Chez Baxter, aucun adjuvant n'est utilisé. Dans son avis sur la stratégie vaccinale, le Haut Conseil de la santé publique a recommandé de préférer les vaccins non adjuvantés dans certains groupes de populations (femmes enceintes et nourrissons, notamment).
Vaccination élargie
En l'absence de données à grande échelle sur les nouveaux adjuvants, le Pr Léophonte s'interroge cependant sur le bien-fondé d'une vaccination de masse. «Le vaccin se justifie chez les personnes à risque de formes graves. Mais il faut rester prudent quant à une campagne à grande échelle, qui multiplie les risques d'effets secondaires exceptionnels», relève-t-il. D'autres experts reconnus sont favorables à une vaccination élargie, pour protéger à la fois l'individu et la collectivité.
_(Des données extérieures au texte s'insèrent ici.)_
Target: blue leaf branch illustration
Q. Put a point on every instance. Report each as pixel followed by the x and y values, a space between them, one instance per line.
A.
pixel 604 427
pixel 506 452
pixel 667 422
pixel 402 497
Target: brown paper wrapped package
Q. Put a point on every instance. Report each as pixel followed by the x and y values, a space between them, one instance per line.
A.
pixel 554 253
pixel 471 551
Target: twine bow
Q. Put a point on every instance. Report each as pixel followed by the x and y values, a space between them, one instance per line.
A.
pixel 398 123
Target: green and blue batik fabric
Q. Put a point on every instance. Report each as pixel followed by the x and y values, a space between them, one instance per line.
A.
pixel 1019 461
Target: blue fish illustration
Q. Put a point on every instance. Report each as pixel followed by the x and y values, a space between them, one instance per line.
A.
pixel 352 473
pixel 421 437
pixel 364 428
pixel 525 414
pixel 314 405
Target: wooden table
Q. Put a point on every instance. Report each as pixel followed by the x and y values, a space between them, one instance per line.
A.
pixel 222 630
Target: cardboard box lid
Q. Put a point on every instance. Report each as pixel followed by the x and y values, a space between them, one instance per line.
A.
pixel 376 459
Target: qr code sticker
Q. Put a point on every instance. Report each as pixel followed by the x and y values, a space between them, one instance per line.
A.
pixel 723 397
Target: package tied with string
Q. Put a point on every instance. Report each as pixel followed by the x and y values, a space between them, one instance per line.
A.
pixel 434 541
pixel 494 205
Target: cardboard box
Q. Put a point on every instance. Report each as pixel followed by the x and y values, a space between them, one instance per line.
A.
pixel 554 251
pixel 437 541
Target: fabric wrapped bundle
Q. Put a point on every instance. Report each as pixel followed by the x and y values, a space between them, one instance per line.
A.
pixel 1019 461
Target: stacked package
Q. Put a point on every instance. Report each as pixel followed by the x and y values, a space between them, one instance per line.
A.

Même si les technologies de fabrication des vaccins antigrippaux ont évolué ces dernières décennies, les 532 cas de Guillain-Barré (dont une trentaine mortels) survenus aux États-Unis en 1976 après la vaccination hâtive de 40 millions de personnes sont dans toutes les mémoires. «Les pays devront mettre en place des systèmes de pharmacovigilance réactifs et communiquer entre eux en temps réel», insiste Rebecca Martin.